Nick App

The Nick App, Netflix with Slime

Cristian Joe · 24 Feb 2013


After 2 years of researching and co-designing alongside children, my team at Viacom has finally launched the Nick app for iPad. It is by far the the most complicated project I’ve ever worked on and definitely the most  ‘high profile’. The business goal was to launch the first TV Everywhere application on iOS for Nickelodeon but Viacom executives were open enough to let us push the envelope and deliver something greater. In addition to allowing users to watch Nickelodeons full episode content it offers original short short-form video, games (both apps and free to play HTML 5), image galleries, social snippets, surprising interactive animations, and personalization features.

During the research phase we continually worked with kids to better understand the content offering they were seeking when using an iDevice in addition to taking into account the context in which they are used. One of the major discoveries was the way in which kids today experience entertainment; through discovery and exploration or on-demand content. As a result the iPads interface features a omnidirectional grid that encourages exploration and a more directed area where they can select from the newest episodes or games. We also learned that children prefer to use idevices for short moments and not necessarily for extended periods of time.

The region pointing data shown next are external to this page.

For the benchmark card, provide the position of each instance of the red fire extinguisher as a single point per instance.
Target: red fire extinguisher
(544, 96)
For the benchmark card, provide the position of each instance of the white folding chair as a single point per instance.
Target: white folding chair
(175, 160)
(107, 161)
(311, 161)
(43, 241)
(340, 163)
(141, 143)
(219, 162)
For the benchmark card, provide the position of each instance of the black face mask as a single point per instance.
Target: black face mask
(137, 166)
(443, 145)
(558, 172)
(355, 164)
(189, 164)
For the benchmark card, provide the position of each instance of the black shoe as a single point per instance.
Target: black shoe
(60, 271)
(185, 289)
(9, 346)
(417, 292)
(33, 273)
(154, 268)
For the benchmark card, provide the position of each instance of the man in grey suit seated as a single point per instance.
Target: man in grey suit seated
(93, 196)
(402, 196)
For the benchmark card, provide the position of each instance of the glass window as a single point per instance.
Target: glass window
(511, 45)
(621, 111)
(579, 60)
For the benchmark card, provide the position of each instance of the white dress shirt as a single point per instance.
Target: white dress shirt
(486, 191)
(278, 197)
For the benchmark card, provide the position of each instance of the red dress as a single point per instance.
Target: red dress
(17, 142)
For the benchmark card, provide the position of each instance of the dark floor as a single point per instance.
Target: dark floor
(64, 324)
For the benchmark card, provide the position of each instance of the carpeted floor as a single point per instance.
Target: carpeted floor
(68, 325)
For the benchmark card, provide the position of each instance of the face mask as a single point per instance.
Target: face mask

The product presented us with many challenges including how to communicate the value proposition of authenticating to a child, the difference between a download to own game and an HTML 5 game, as well as how to include fun, playful elements into a predominately video focused application. Some of the trickier tasks were maximizing the screen and completely removing standard ever present navigation and instead relying on gestures and invoking menus when needed. The application available as of today is only the first step in a larger plan to be where kids are (mobile phones, tablets, websites, and other emerging platforms) and shows a significant shift in the traditional big media model of promoting the on-air experience.